Wednesday, February 6, 2008

Thoma on heterdox economics

Mark Thoma has a good explanation of neoclassical vs. heterodox economics, noting that:
Economists would like to find the set of laws that will allow us to explain the great diversity of economic behavior we see in the world, and the neoclassical model is one such attempt. It is a hard model to beat. One reason the neoclassical model has survived as long as it has is because it is pliable, maybe too pliable as it is difficult to find economic behavior that can't be explained by tweaking some element of the model. Pretty much any maximizing behavior can be rationalized using some variant of the neoclassical model. But the model is not perfect and there are certainly things it cannot explain very well.

In our quest to discover the laws of economics, we propose and use many different models. Those that work best survive and their inventors become well-known within the economics community, and those models that don't work are discarded. It's an imperfect process, but the process moves us forward and, over time, our models have improved.

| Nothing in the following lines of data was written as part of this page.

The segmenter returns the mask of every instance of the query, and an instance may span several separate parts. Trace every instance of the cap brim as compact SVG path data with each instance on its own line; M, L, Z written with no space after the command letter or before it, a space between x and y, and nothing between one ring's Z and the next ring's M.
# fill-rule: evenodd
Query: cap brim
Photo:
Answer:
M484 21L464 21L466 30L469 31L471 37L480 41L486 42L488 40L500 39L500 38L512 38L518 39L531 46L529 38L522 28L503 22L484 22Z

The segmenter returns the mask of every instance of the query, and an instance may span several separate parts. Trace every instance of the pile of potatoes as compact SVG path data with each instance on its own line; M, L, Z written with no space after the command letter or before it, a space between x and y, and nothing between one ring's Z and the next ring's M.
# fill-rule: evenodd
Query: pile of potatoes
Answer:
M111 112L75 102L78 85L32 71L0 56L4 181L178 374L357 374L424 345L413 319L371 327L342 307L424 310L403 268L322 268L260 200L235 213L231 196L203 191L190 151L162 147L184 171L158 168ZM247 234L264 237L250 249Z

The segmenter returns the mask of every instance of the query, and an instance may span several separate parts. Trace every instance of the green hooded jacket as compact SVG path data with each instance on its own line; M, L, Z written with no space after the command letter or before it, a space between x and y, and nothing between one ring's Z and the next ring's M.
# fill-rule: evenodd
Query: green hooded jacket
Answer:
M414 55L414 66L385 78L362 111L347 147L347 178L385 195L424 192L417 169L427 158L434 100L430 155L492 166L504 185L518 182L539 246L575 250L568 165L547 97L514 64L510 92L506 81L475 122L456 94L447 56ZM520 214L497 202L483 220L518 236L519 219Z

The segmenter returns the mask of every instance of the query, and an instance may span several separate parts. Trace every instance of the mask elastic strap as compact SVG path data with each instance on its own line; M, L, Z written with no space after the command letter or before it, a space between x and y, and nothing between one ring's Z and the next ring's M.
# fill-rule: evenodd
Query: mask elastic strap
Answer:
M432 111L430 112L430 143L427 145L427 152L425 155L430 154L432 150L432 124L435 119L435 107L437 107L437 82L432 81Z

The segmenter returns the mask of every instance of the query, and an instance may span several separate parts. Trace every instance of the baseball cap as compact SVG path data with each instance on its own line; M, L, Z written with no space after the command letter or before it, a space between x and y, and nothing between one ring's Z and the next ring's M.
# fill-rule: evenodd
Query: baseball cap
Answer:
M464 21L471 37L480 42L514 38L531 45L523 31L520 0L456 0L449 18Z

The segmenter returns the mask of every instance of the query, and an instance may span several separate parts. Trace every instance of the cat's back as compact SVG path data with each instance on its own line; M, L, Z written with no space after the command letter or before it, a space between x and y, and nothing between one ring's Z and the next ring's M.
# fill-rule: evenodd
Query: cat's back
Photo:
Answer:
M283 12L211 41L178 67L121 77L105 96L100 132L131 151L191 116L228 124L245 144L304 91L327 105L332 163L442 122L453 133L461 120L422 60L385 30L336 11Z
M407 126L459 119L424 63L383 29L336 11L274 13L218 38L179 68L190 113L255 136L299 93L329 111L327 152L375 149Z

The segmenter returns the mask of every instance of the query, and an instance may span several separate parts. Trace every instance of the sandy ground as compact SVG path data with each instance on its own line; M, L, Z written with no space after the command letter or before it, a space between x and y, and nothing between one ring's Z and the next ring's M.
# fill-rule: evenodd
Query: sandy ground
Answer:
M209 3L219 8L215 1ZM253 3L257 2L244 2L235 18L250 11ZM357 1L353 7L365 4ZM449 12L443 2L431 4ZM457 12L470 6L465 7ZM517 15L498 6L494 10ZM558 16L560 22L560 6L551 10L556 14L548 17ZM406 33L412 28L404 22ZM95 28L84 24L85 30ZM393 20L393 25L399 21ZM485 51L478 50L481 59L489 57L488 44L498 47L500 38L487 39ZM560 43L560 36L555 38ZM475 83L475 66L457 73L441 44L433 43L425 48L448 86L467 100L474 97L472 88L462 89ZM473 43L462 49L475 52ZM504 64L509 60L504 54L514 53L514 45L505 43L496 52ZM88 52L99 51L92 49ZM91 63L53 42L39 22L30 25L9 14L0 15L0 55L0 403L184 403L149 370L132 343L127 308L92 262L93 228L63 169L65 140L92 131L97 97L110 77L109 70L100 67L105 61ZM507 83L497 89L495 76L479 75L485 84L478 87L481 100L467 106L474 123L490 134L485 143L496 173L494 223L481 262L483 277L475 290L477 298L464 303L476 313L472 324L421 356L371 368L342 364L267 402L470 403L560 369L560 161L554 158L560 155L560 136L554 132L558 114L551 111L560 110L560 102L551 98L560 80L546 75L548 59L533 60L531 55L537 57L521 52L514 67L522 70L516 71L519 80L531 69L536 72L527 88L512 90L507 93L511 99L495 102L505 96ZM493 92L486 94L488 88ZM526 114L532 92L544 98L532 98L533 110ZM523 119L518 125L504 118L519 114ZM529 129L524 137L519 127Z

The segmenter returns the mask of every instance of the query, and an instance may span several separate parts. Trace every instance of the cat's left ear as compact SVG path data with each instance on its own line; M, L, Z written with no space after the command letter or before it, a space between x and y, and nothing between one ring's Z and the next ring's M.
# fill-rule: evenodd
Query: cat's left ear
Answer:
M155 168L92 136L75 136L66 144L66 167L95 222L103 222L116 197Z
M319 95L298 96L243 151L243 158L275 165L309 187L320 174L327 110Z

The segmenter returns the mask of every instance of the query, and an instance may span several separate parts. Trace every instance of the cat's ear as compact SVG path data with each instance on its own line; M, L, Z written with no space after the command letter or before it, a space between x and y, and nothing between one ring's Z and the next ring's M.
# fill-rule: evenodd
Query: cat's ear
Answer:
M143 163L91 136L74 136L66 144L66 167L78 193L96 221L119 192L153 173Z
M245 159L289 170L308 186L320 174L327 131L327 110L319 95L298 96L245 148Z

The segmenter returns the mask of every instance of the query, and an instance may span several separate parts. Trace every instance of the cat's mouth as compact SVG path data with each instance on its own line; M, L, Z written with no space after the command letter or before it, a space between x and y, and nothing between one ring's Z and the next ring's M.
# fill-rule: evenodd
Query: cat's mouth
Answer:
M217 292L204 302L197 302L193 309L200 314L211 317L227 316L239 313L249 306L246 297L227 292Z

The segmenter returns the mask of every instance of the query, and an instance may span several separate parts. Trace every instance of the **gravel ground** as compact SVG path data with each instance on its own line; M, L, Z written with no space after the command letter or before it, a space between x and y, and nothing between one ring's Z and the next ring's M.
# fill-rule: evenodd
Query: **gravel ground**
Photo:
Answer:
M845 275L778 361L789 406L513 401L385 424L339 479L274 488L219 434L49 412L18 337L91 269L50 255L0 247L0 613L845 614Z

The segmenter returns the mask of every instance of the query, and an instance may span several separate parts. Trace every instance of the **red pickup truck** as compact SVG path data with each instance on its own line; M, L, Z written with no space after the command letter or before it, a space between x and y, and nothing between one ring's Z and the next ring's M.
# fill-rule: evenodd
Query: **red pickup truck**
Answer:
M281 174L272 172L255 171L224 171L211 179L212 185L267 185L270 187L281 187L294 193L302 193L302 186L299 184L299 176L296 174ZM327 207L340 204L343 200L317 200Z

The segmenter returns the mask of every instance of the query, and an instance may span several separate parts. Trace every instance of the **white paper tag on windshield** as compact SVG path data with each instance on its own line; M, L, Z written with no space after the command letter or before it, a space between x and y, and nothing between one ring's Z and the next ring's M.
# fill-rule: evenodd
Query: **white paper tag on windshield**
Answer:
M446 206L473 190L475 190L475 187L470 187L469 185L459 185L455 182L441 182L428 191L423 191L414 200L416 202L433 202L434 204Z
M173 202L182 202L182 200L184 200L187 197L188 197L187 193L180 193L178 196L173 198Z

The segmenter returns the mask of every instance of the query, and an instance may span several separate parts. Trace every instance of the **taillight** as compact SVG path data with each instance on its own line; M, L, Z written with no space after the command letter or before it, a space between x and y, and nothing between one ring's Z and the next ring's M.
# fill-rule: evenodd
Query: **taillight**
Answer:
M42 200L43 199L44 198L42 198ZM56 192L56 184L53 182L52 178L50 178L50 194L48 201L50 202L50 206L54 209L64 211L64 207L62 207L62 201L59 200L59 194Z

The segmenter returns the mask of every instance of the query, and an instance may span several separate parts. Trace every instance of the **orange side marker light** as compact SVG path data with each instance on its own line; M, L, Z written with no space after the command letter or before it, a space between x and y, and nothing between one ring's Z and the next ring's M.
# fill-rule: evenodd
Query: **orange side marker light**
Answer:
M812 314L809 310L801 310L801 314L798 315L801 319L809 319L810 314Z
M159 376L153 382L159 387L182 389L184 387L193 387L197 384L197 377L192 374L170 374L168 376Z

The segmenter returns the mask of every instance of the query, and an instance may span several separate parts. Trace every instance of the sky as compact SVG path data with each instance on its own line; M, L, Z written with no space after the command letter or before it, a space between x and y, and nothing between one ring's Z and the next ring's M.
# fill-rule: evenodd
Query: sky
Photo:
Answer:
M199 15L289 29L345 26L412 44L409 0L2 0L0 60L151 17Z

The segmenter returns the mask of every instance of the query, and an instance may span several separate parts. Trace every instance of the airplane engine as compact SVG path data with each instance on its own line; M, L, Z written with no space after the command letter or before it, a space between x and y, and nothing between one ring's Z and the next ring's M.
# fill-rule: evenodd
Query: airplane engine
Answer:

I think there is "one economics," a set of core economic principles that apply anywhere and everywhere and, when embedded within the existing institutions, customs, power relationships, technical knowledge, etc., these principles can explain the world we see around us. Unfortunately, however, we don't know what that "one economics" is, not for sure - we're not even close in some ways - and because of that there is room for many variations of the core neoclassical model (e.g. fixed price and wage macro models with monopolistically competitive players as an alternative to real business cycle models), and for challenges to the core model itself.

It's always hard for the new (heterodox) model to upset and eventually displace the traditional theoretical model. One reason, of course, is that there is lots of resistance from those vested in the current model and they will not let go easily. But it's not impossible and if the heterodox economists really do have a better model, they should keep sounding the horn, improving their models as much as possible so the superiority of the new model becomes more evident, and be persistent until people begin to notice and want see for themselves if the claims have any validity. If the heterodox economists are right, if they really do have a better model, then they will eventually carry the day, become entrenched as the new establishment, and be the target of a new set of heterodox economists upset that they cannot get a proper hearing for their ideas.